They say they are protesting elections. They
say the anger being witnessed in the streets is over a mismanagement of
elections.
Maybe yes, it is about elections. Perhaps, no,
this is not about elections.
In the summer of 2017, the Southern region
almost went up in flames. Young men mostly started barricading roads, stoning
cars and properties, demanding payments from road users. A few people ended up
killed in the hands of that ravenous mob.
Reason? They said that they were protesting
bloodsuckers. They claimed that their communities were being terrorised by
bloodsuckers. And, as a revenge, they were targeting anyone strange in those
communities.
However, those who attempted to understand that
wave of violence beyond what was presented doubted the narrative. The violence
was mostly in peri-urban areas. Places where there had been no report of
bloodsucking. What was worse? These protestors could be bought off: if you had
money, pay them, then they would let you use the road.
In that discontent, the Central and Northern
regions of the country were almost at ease. There was hardly any upheaval.
For those who aimed to present the violence as
a symptom of a deeper and more complex discontent, they could have been
forgiven if they were to ascertain that the other two regions were content.
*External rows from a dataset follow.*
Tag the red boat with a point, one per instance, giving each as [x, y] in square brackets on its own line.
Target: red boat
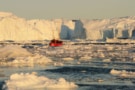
[55, 43]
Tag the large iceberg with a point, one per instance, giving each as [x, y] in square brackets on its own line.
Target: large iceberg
[18, 29]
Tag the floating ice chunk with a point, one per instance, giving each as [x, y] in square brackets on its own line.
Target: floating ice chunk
[12, 51]
[32, 81]
[123, 73]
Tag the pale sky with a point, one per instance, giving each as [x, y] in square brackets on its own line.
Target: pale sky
[69, 9]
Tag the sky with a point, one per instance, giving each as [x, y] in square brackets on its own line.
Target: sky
[69, 9]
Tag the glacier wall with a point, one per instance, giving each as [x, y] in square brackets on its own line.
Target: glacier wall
[17, 29]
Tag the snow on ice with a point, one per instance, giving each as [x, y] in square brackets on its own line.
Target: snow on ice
[15, 28]
[27, 81]
[15, 55]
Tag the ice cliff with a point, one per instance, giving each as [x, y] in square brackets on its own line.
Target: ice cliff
[16, 28]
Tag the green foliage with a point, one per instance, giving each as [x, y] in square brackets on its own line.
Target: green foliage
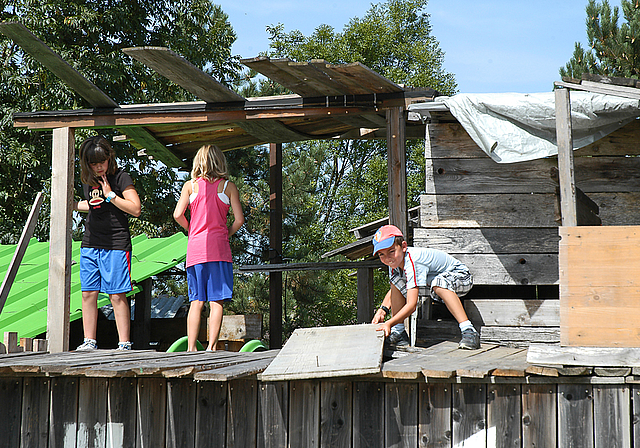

But, now we know, they were just waiting for time.
A
rallying cause
Immediately after the elections were announced,
pockets of protests erupted – especially in the Central region. At first, they
appeared as all those other protests before it.
In 2004, when Bingu wa Mutharika was announced
the winner quite to the chagrin of many voters, there erupted violence. As is
mostly the case, it was in the urban areas.
The opposition parties then, chief of them the
alliance that was led by Gwanda Chakuamba, declined to accept the outcome.
Chakuamba threatened war. The spokesperson of that alliance, Kholiwe
Mkandawire, again rallied for something akin to a war.
Hours after the poll was called, it appeared
the war was coming.
It was a war, maybe, but it never lasted long.
Tyres were burnt, shops were ransacked, a few bullets were showered. Epiphania
Bonjesi, the young daughter of Zingwangwa, became a symbol of state violence.
She was murdered in cold blood, with state apparatus.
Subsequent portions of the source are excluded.